"Shouldn't you feed the lepers, Supply Side Jesus?"
"No, Thomas. That would just make them lazy."
You might enjoy Al Franken & Don Simpson's
"Gospel of Supply-Side Jesus" today at Buzzflash.
And as long as we're showing you things to make you laugh & think, by way of the brilliant
Whitehouse.org I happened to come across the exceedingly pious
Landover Baptist Church. Have a gander.
On religious subjects that should be jokes but are all too real, I happened to find
this information on Roy Moore, the Ten Commandments-statue-worshipping judge from Alabama who wasted state time and money (in a time when Alabama is facing a record budget crisis) simply to increase his political profile for what most assume is to be a future run for elected office. Seems he's quite consistently the theocrat.

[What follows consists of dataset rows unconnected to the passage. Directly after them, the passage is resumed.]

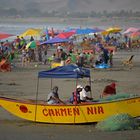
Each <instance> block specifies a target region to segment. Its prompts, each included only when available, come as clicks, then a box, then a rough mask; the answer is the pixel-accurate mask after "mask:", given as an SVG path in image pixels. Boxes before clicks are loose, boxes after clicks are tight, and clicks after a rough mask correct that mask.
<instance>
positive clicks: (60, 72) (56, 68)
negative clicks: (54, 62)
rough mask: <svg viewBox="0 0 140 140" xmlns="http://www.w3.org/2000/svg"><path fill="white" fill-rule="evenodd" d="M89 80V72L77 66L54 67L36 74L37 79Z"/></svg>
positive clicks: (83, 68)
mask: <svg viewBox="0 0 140 140" xmlns="http://www.w3.org/2000/svg"><path fill="white" fill-rule="evenodd" d="M84 77H87V78H88V77H89V78H90V70H89V69H86V68H81V67H78V66H77V65H66V66H60V67H56V68H53V69H50V70H47V71H41V72H39V73H38V78H84Z"/></svg>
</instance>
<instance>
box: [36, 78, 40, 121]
mask: <svg viewBox="0 0 140 140" xmlns="http://www.w3.org/2000/svg"><path fill="white" fill-rule="evenodd" d="M38 89H39V77H38V79H37V90H36V100H35V122H36V114H37V101H38Z"/></svg>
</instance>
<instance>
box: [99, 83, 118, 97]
mask: <svg viewBox="0 0 140 140" xmlns="http://www.w3.org/2000/svg"><path fill="white" fill-rule="evenodd" d="M115 94H116V84H115V83H114V82H113V83H111V84H110V85H107V86H106V87H105V88H104V90H103V93H102V94H101V98H103V97H106V96H110V95H115Z"/></svg>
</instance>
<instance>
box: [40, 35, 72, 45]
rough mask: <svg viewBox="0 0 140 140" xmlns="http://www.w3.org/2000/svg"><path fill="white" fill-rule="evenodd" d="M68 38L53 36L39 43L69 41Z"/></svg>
mask: <svg viewBox="0 0 140 140" xmlns="http://www.w3.org/2000/svg"><path fill="white" fill-rule="evenodd" d="M69 41H70V40H69V39H66V38H58V37H55V38H52V39H50V40H47V41H45V42H42V43H41V45H43V44H55V43H63V42H69Z"/></svg>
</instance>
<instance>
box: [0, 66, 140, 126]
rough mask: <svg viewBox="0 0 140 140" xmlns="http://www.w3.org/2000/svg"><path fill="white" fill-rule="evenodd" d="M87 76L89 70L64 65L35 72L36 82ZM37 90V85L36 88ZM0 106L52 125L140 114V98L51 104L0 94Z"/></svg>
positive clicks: (8, 111)
mask: <svg viewBox="0 0 140 140" xmlns="http://www.w3.org/2000/svg"><path fill="white" fill-rule="evenodd" d="M83 77H86V78H89V81H90V70H88V69H85V68H79V67H77V66H75V65H68V66H62V67H57V68H53V69H50V70H48V71H41V72H39V73H38V85H39V79H40V78H77V79H78V78H83ZM37 89H38V88H37ZM0 105H1V107H3V108H4V109H6V110H7V111H8V112H10V113H12V114H14V115H15V116H17V117H20V118H23V119H26V120H29V121H33V122H43V123H55V124H81V123H93V122H99V121H103V120H105V119H106V118H107V117H110V116H112V115H116V114H120V113H127V114H129V115H131V116H132V117H138V116H140V110H139V108H140V97H138V96H136V97H131V98H124V99H119V100H113V101H102V102H101V101H96V102H94V101H93V102H84V103H79V104H71V103H69V102H66V104H53V105H49V104H47V102H45V101H39V100H38V91H37V94H36V100H19V99H12V98H6V97H0Z"/></svg>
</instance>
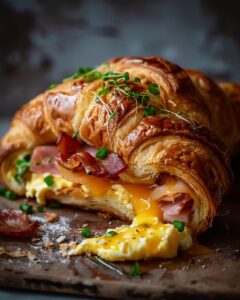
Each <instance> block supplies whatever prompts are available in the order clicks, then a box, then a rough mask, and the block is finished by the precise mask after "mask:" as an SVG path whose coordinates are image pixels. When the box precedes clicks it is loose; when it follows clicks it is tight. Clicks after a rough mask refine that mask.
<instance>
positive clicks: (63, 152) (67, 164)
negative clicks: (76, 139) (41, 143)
mask: <svg viewBox="0 0 240 300" xmlns="http://www.w3.org/2000/svg"><path fill="white" fill-rule="evenodd" d="M57 147H58V151H59V154H60V157H59V158H58V159H57V162H58V163H59V164H60V165H61V166H63V167H64V168H66V169H69V170H72V171H75V172H76V171H77V172H79V171H82V170H84V171H85V172H86V173H87V174H88V175H93V176H97V177H107V176H108V177H112V178H116V177H117V176H118V174H119V173H120V172H122V171H123V170H125V169H126V167H127V166H126V165H125V163H124V162H123V160H122V159H121V158H120V157H119V156H118V155H117V154H116V153H114V152H110V153H109V154H108V156H107V157H106V158H105V159H103V160H102V159H98V158H96V157H95V156H96V153H97V151H98V149H97V148H94V147H90V146H87V145H83V144H81V143H80V142H78V141H77V140H76V139H73V138H72V137H70V136H68V135H67V134H65V133H63V134H62V135H61V137H60V139H59V141H58V143H57Z"/></svg>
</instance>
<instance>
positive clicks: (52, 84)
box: [48, 83, 57, 90]
mask: <svg viewBox="0 0 240 300" xmlns="http://www.w3.org/2000/svg"><path fill="white" fill-rule="evenodd" d="M55 86H57V84H56V83H52V84H50V85H49V87H48V89H49V90H50V89H53V88H54V87H55Z"/></svg>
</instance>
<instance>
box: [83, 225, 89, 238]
mask: <svg viewBox="0 0 240 300" xmlns="http://www.w3.org/2000/svg"><path fill="white" fill-rule="evenodd" d="M81 235H82V237H90V235H91V229H90V228H88V227H84V228H83V229H82V232H81Z"/></svg>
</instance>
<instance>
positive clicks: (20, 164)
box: [14, 153, 31, 184]
mask: <svg viewBox="0 0 240 300" xmlns="http://www.w3.org/2000/svg"><path fill="white" fill-rule="evenodd" d="M30 159H31V155H30V154H29V153H27V154H25V155H24V156H23V157H22V158H19V159H17V160H16V162H15V163H16V174H15V176H14V179H15V180H16V182H17V183H19V184H21V183H22V179H23V176H24V175H25V173H26V172H27V171H28V169H29V168H30V166H31V162H30Z"/></svg>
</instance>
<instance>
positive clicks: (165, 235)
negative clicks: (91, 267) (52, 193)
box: [26, 174, 192, 261]
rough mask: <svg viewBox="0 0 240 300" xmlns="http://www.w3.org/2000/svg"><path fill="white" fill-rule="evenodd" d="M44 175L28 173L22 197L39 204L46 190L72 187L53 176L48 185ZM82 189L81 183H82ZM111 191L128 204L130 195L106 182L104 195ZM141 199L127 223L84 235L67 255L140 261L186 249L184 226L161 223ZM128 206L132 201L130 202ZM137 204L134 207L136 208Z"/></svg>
mask: <svg viewBox="0 0 240 300" xmlns="http://www.w3.org/2000/svg"><path fill="white" fill-rule="evenodd" d="M47 175H48V174H44V175H39V174H32V175H31V179H30V180H29V181H28V182H27V184H26V196H27V197H36V199H37V202H38V203H39V204H45V199H46V197H47V195H46V194H47V193H48V192H50V191H51V192H55V193H56V192H58V191H60V190H62V189H64V188H72V187H73V183H72V182H70V181H68V180H66V179H63V178H61V177H58V176H55V177H54V178H53V179H54V184H53V185H52V186H50V187H48V186H47V184H46V183H45V182H44V178H45V177H46V176H47ZM83 187H84V188H85V185H83ZM85 192H86V193H87V194H89V193H91V189H90V186H86V191H85ZM109 193H113V194H114V195H115V197H117V198H118V199H119V200H120V201H123V202H128V203H131V202H132V201H131V198H132V194H131V192H130V191H128V190H127V189H126V188H125V187H123V186H122V185H120V184H114V185H110V186H109V188H108V190H107V191H106V195H109ZM143 200H144V199H138V201H137V203H138V205H139V203H140V204H141V207H140V208H138V210H137V211H138V212H137V211H136V213H137V216H136V217H135V218H134V220H133V223H132V224H131V225H129V226H128V225H124V226H121V227H118V228H116V229H109V230H108V231H107V233H106V234H105V235H103V236H101V237H96V238H88V239H85V240H83V241H82V242H81V243H80V244H79V245H75V246H74V247H73V248H72V249H71V250H70V252H69V254H70V255H82V254H85V253H92V254H95V255H98V256H100V257H102V258H104V259H106V260H109V261H125V260H141V259H146V258H172V257H174V256H176V255H177V252H178V249H179V248H182V249H187V248H190V247H191V245H192V238H191V234H190V232H189V230H188V228H187V227H186V226H185V228H184V231H183V232H179V231H178V230H177V229H176V228H175V227H174V226H173V225H172V224H163V223H162V222H161V221H160V217H159V216H158V213H157V211H156V208H153V209H150V204H149V203H148V205H147V206H146V203H145V202H143ZM131 205H132V203H131ZM136 208H137V207H135V209H136Z"/></svg>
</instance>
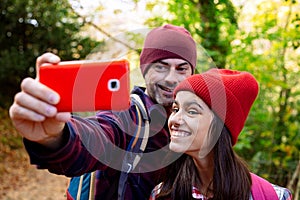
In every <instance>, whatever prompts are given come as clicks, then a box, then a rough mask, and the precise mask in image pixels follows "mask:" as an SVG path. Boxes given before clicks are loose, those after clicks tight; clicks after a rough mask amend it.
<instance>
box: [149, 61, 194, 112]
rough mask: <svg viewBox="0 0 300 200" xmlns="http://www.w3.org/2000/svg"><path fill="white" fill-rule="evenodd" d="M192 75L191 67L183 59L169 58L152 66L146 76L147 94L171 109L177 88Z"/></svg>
mask: <svg viewBox="0 0 300 200" xmlns="http://www.w3.org/2000/svg"><path fill="white" fill-rule="evenodd" d="M191 75H192V67H191V65H190V64H189V63H188V62H187V61H185V60H182V59H178V58H169V59H163V60H160V61H157V62H155V63H153V64H151V65H150V67H149V69H148V71H147V73H146V74H145V81H146V93H147V94H148V95H149V96H150V97H151V98H152V99H153V100H155V101H156V102H157V103H159V104H161V105H162V106H165V107H170V106H171V105H172V103H173V90H174V89H175V87H176V86H177V85H178V83H180V82H181V81H183V80H184V79H186V78H187V77H189V76H191Z"/></svg>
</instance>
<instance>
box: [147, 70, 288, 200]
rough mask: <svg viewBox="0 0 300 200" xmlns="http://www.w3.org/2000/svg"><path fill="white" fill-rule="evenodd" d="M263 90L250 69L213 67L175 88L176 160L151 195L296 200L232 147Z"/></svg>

In 2002-FEB, Moore wrote a separate concurring opinion in a case before the Alabama Supreme Court in which he blasted homosexuality on religious as well as legal grounds. The case involved a lesbian who sought custody of her three minor children. The court unanimously rejected her case. Moore wrote that homosexuality is "a sin [that] violates both natural and revealed law." He cited verses from the books of Genesis and Leviticus in the Bible. He called homosexuality "an evil disfavored under the law," "an inherent evil," a "detestable and an abominable sin," and "an act so heinous that it defies one’s ability to describe it." He suggested that the death penalty is an appropriate response to homosexual behavior. He wrote: "The State carries the power of the sword, that is, the power to prohibit conduct with physical penalties, such as confinement and even execution. It must use that power to prevent the subversion of children toward this lifestyle, to not encourage a criminal lifestyle." Rev. Barry W. Lynn, executive director of Americans United for Separation of Church and State, responded: "It appears that Justice Moore is once again making his decisions on the basis of his personal religious beliefs, not the commands of the law,. Justice Moore would make a great official of the Inquisition, but he doesn’t belong on a state supreme court. I don’t know what to expect next from Moore. Perhaps a witch burning?"
This is a growing trend in this country. The Landover site, behind the satire, has it correct when they say a split is occurring in this country that will have devastating future consequences. The split is not Democratic vs. Republican or Conservative vs. Liberal, though. It's between those who think our society should follow secular law, i.e. the Constitution, and those who think we should follow whatever vague idea they think they can justify in the Bible.
Incidentally, from the Landover site,
within a parody sermon is slipped a quite factually-true passage that is a rebuke to the idea we were founded on Biblical principles(the passage is, satirically of course, supposed to be written by a pastor glorying in the anti-Constitutional theocracy to come, which is the reason for the "Dead and Gone To Hell" part):
The Founding Fathers had little respect for state-sponsored religious indoctrination. President John Adams (Dead And Gone To Hell) signed the Treaty of Tripoli, stating that “The government of the United States is not in any sense founded on the Christian religion.” In a 1756 letter, he wrote: “This would be the best of all possible worlds, if there were no religion in it.” Thomas Jefferson (DAGTH) said, “Our civil rights have no dependence on religious opinions, any more than our opinion in physics and geometry.” James Madison (DAGTH) claimed: “Religious bondage shackles and debilitates the mind and unfits it for every noble enterprise…the legal establishment of Christianity [results in] superstition, bigotry, and persecution.” Thomas Paine (DAGTH) rejected all denominations of Judeo-Christian faith, saying, “I disbelieve them all.” Ben Franklin (DAGTH) and Ethan Allen (DAGTH) were deists, believing the universe functions independently of any god, with Allen writing: “I am not Christian.”
And what do you know! A weak job market has
driven armed forces recruitment up! How very convenient.